Germany and Paraguay will meet at Gillette Stadium in Foxborough, Massachusetts on June 29 for a World Cup 2026 Round of 32 clash, with kickoff set for 4:30 PM EDT. But the real action worth watching might be happening on-chain, where prediction markets tied to this tournament have generated trading volumes north of $2B.
The match itself carries historical weight. The last time these two squads met in a World Cup knockout round was 2002, when Germany squeezed through with a 1-0 win on an 88th-minute goal. Germany, a four-time World Cup champion, entered the knockout stage as a group winner in the expanded 48-team format.
Prediction markets are the real group-stage winner
Trading volumes on prediction market platforms related to the tournament have reached between $2B and $2.9B, with Polymarket settling contracts in USDC.

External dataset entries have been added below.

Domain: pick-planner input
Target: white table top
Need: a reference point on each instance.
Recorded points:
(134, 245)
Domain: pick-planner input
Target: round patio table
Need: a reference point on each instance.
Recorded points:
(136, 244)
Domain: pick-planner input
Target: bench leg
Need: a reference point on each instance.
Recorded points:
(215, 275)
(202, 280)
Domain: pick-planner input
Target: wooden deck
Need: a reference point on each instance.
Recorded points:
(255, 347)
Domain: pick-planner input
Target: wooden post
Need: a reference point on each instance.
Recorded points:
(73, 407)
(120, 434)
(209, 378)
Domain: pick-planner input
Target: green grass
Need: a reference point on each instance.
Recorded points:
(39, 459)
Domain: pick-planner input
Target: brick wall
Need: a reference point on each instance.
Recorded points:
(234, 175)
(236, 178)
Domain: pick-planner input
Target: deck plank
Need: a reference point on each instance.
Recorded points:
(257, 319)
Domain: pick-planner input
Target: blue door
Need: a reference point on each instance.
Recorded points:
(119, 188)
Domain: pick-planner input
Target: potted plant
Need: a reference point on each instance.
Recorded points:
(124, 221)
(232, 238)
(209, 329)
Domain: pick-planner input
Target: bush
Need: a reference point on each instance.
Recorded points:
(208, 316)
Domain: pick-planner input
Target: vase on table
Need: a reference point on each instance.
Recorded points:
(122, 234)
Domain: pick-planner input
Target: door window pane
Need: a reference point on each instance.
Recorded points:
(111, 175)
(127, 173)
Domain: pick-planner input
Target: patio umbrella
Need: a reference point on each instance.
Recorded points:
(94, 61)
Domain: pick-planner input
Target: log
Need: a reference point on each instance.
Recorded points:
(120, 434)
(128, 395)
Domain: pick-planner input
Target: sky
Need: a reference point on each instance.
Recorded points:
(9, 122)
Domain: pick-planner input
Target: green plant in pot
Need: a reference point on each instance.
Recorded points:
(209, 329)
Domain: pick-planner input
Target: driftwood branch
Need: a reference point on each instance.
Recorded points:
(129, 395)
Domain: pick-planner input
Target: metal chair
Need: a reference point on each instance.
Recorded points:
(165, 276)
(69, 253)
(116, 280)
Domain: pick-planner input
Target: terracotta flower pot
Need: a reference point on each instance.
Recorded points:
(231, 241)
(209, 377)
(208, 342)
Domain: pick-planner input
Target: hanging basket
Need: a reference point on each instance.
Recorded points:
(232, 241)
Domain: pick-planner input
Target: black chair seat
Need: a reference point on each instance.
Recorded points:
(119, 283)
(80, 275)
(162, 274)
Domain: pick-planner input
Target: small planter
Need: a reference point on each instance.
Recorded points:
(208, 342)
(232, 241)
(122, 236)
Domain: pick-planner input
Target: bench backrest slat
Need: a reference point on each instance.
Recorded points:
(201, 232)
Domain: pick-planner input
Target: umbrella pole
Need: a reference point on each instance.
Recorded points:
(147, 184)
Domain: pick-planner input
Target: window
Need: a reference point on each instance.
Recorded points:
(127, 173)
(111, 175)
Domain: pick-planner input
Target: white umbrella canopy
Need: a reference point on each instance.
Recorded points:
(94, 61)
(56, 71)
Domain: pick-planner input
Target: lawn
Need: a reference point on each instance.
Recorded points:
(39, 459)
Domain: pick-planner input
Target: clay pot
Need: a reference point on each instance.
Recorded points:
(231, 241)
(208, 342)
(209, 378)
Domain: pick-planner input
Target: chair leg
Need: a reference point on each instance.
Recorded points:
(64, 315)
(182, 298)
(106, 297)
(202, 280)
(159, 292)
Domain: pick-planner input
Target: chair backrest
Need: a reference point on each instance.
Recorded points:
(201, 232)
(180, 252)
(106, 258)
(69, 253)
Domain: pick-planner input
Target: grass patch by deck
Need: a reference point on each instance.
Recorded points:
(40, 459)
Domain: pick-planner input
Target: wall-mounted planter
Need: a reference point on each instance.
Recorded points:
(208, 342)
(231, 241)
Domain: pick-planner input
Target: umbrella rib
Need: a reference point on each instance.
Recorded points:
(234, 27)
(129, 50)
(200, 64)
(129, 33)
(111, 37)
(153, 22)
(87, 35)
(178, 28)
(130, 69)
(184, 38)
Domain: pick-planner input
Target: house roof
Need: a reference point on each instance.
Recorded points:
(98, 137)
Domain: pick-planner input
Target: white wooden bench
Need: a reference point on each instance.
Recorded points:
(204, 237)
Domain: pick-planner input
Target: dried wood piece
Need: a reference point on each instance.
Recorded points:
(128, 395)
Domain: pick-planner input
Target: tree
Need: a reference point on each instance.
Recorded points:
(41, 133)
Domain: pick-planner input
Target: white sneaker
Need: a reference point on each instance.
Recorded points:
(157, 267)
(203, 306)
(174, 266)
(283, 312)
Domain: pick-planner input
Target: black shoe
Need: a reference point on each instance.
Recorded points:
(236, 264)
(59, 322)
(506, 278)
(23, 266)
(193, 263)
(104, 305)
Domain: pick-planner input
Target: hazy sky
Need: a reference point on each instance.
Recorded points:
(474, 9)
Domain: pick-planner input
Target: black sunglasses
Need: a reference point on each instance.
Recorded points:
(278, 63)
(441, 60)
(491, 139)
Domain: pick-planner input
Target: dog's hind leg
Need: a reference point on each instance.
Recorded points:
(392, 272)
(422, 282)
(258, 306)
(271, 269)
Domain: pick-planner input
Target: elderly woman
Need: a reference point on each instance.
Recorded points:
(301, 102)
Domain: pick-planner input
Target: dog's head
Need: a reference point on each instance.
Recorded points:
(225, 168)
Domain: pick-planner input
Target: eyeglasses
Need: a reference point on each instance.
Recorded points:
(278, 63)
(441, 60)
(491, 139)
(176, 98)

Robinhood has also entered the fray, offering event contracts on outcomes like which team will advance and which squad scores first. The Germany-Paraguay matchup is among the featured contracts.
Institutional crypto is all over this tournament
Kraken is serving as FIFA’s Official Crypto Exchange Supporter for the 2026 tournament, a sponsorship deal that puts a major exchange’s branding in front of billions of viewers worldwide.

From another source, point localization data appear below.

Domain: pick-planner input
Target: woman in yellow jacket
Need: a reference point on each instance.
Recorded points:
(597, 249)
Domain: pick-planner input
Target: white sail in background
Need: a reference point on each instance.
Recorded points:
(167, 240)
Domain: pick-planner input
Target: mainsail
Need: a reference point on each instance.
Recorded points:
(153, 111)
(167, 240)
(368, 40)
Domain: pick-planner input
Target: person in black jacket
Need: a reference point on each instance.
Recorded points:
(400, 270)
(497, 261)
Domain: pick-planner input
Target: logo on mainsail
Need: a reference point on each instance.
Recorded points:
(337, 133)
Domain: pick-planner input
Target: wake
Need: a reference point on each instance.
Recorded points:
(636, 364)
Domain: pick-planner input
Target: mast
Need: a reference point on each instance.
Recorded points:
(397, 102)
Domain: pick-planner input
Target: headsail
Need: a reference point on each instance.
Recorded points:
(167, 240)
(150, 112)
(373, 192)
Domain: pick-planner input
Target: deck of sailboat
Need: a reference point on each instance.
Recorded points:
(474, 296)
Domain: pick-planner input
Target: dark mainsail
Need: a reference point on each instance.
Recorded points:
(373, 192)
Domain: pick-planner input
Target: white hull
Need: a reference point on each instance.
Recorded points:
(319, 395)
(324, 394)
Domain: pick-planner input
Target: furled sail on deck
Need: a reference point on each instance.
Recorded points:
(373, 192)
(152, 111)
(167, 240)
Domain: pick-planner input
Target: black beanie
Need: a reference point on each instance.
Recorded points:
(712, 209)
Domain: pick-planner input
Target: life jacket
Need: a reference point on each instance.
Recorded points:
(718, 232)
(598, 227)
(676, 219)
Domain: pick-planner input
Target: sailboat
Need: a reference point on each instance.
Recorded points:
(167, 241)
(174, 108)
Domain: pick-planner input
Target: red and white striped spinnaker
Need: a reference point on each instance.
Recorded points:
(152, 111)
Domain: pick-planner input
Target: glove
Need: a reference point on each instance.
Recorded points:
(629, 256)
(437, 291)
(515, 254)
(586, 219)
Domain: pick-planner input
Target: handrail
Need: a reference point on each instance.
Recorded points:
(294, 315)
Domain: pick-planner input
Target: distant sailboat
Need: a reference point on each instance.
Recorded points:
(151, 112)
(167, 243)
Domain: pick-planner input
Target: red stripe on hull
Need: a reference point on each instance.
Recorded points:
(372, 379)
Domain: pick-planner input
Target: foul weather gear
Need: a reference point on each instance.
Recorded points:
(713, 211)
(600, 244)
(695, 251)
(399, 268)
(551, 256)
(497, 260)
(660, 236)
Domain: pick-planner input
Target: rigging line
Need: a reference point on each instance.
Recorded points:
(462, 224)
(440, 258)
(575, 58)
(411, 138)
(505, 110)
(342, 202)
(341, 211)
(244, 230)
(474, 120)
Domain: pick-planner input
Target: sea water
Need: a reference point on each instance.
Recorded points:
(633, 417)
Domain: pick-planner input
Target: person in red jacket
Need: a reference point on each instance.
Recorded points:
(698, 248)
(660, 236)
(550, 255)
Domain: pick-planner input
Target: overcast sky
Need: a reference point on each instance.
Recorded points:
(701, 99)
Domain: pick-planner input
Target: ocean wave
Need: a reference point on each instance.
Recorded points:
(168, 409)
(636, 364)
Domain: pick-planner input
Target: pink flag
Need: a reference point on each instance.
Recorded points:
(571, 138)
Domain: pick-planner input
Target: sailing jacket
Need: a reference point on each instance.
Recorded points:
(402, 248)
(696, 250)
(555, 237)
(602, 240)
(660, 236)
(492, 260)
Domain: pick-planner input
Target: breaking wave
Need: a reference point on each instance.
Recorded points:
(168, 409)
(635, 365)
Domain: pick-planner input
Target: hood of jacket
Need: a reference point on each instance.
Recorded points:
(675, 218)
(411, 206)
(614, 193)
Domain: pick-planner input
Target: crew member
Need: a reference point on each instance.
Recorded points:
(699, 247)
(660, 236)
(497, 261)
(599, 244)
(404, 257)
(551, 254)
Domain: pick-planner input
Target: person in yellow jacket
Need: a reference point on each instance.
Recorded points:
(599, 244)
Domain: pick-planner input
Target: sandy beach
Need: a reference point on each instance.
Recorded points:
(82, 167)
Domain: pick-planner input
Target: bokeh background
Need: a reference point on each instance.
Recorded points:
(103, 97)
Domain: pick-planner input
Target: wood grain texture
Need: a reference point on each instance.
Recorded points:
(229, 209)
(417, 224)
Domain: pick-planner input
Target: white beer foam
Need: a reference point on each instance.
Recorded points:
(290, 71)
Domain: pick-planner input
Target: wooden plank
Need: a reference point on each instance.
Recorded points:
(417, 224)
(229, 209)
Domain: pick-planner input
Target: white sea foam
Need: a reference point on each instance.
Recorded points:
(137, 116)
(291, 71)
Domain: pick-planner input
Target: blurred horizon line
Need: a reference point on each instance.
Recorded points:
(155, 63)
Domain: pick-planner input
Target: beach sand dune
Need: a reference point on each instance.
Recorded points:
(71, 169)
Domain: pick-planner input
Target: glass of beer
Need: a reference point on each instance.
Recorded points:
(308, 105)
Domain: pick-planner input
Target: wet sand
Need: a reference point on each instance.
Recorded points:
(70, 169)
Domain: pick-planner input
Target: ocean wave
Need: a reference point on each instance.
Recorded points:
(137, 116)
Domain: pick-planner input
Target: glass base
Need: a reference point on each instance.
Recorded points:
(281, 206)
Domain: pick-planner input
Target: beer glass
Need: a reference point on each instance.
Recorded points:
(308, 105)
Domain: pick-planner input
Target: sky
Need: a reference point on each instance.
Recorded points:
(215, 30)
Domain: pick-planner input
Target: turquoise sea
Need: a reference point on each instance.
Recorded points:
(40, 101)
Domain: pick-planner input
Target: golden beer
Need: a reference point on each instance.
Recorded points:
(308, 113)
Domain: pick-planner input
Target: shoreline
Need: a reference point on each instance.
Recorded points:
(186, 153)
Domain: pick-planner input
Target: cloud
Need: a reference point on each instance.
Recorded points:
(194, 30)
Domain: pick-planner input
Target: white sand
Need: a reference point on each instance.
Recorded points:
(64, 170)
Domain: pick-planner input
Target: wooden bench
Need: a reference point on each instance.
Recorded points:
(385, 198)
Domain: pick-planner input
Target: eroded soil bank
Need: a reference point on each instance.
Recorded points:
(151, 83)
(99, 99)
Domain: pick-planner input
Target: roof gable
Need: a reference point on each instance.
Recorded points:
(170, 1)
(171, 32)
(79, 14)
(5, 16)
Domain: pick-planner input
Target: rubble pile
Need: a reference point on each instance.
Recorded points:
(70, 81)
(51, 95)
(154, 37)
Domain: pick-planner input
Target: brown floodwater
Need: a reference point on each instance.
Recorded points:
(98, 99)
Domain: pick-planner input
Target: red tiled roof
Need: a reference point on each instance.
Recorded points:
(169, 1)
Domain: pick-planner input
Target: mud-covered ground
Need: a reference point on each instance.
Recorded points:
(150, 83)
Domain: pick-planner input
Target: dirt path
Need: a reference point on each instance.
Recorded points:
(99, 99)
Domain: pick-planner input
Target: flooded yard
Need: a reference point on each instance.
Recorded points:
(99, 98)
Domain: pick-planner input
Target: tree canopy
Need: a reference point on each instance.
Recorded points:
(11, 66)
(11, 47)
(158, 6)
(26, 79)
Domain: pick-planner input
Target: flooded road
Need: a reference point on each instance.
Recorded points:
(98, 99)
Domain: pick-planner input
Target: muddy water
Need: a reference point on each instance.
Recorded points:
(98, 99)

The tournament has also given a boost to existing digital assets in the sports ecosystem. Chiliz, the blockchain platform behind fan tokens for major sports clubs, has seen renewed interest in its native CHZ token as World Cup fever builds. While neither Germany nor Paraguay has a dedicated national team fan token for this match, the broader SportFi category is riding the tournament’s momentum.

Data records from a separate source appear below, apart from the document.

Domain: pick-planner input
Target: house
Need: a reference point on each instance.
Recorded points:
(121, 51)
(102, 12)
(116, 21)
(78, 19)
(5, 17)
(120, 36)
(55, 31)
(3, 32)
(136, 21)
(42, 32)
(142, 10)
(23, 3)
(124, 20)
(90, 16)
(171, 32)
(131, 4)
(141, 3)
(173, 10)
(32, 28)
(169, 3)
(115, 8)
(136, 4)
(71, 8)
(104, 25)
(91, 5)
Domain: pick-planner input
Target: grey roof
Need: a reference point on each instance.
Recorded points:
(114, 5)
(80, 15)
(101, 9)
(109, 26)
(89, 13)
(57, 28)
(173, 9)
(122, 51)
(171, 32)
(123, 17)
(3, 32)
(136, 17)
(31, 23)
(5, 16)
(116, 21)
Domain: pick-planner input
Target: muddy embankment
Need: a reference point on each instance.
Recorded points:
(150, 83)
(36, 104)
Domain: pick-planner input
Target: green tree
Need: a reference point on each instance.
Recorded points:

What this means for crypto investors
Prediction markets have found their killer use case. Sports outcomes are binary, time-bound, and emotionally charged, which is exactly the kind of event that drives trading volume. The $2B-plus in World Cup-related activity on platforms like Polymarket suggests this isn’t a niche anymore.
Platforms using USDC for payouts are essentially onboarding sports bettors into the crypto ecosystem without requiring them to hold volatile assets.
There’s risk here, obviously. Regulatory scrutiny around prediction markets varies wildly by jurisdiction, and a high-profile event like the World Cup could attract the kind of attention that leads to enforcement actions. Robinhood’s entry into event contracts also raises questions about whether traditional fintech platforms will eventually crowd out crypto-native competitors.